Nothing here provides any rationale, or metric, or basis for morality at all.
The first half of this paragraph boils down to "that's the way it is", which is a complete non-argument. Yes, I know it is. Are we supposed to base our morality around how stuff currently is? War currently happens, so war must be morally fine! Let's start more wars!
In the second half, you're saying that because there's no objective spiritual "price", we should be able to do whatever the fuck we want. Uhrm,
no morality is objective. There's no "objective spiritual price" to the murder of a human being, either. But a reasonable, functional, moral person should be able to come up with a coherent moral philosophy nonetheless.
The emergent properties, higher cognitive functions that humans develop, are the basis for a hierarchy among species. Therefore we are above animals at any point in time. The past and the future included.
So, you're basing it on intelligence, then. But you also seem to have bizarrely concluded that the
potential for future intelligence is more important than
current intelligence. Let's see how far that logic takes you: a human egg & sperm have the potential to develop into a being with these "higher cognitive functions". Are we now in Monty Python "every sperm is sacred" territory, then?
I don't believe non-realised potential should somehow be deserving of greater protection than actual, current intelligence. I think that's kind of grotesque.
On a side-note, these cognitive functions are hardly a binary. Animals do have sophisticated cognitive functions, just not as highly developed as (most) humans. Animals can use tools, they can grieve, they can remember over the course of decades, they can form complex social structures, they can form long-term committed loving bonds.
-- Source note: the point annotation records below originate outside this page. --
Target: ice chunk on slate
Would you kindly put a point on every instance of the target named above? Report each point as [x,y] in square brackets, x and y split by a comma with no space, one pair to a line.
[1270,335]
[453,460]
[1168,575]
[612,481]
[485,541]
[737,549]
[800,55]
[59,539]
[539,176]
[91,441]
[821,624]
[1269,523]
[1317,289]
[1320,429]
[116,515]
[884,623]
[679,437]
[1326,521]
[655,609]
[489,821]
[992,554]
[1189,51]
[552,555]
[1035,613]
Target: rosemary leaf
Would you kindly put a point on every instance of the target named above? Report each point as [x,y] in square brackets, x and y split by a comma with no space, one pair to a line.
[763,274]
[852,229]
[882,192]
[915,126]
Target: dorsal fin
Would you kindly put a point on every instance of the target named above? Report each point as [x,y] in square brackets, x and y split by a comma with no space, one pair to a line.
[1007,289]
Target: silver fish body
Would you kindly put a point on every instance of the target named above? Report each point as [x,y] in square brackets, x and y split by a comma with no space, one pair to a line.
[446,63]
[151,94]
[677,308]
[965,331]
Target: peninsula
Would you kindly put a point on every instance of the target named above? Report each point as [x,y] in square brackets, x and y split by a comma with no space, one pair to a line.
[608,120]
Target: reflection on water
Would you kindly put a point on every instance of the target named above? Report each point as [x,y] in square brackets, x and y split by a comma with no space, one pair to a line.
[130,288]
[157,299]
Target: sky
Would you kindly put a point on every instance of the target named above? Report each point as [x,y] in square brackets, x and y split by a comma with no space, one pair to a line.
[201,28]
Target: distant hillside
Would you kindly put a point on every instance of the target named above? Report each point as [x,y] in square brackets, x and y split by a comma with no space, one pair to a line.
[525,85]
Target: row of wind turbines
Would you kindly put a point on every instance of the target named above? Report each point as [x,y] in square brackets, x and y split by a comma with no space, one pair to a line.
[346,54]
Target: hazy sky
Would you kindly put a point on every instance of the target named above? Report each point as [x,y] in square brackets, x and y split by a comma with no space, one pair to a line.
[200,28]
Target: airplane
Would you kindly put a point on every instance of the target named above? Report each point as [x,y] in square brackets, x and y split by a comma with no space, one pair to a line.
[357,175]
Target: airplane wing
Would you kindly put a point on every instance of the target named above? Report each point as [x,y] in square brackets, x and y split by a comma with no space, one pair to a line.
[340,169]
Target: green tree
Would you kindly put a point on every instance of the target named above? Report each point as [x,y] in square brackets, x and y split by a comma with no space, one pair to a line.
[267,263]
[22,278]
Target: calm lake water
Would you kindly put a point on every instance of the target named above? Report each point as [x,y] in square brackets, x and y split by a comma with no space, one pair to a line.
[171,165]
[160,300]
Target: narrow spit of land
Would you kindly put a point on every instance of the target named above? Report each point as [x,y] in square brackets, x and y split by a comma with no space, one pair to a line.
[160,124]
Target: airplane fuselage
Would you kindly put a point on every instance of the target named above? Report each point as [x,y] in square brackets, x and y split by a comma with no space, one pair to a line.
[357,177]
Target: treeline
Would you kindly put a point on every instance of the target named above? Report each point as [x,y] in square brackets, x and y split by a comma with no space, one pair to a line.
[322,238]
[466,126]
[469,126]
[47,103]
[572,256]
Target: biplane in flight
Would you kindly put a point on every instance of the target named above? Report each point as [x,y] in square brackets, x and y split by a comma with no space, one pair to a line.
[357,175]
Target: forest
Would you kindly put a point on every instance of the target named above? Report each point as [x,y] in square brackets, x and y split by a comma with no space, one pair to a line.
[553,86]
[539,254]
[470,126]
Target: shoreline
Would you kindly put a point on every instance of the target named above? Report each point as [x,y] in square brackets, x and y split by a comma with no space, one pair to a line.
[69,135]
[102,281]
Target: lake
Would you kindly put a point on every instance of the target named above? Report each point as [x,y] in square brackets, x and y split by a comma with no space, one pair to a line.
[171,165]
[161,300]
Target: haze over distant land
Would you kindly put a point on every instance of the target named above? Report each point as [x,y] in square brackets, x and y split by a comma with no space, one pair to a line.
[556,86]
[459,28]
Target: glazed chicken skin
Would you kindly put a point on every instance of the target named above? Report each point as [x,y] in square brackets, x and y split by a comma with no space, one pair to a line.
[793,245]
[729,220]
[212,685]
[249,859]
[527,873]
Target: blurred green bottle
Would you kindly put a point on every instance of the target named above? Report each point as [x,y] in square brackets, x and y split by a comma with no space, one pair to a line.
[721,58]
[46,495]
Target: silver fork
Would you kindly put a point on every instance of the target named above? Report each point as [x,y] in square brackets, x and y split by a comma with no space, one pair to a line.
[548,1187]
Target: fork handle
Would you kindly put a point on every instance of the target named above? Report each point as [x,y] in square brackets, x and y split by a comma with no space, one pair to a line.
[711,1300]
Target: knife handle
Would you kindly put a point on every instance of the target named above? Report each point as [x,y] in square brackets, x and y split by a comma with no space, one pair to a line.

And yet you seem to believe that the gulf between us and other animals is so great that despite all of these clear cognitive abilities, our mere
momentary convenience is more worthy than their lives?
Your moral system isn't valuing cognitive functions at all. That's a window-dressing rationalisation.
I wish people would consider abortion neutral. Who knows, maybe I'm the only one? Logistically I think it can be neutral (Done early enough there should be no long term health effects and what have you. edit: Like against any "if you're not having this one you can kiss your fertility good-bye").
Yet you've outlined a moral system above which would convey enormous value onto "potential", which seems clearly at odds with the idea that it's "neutral".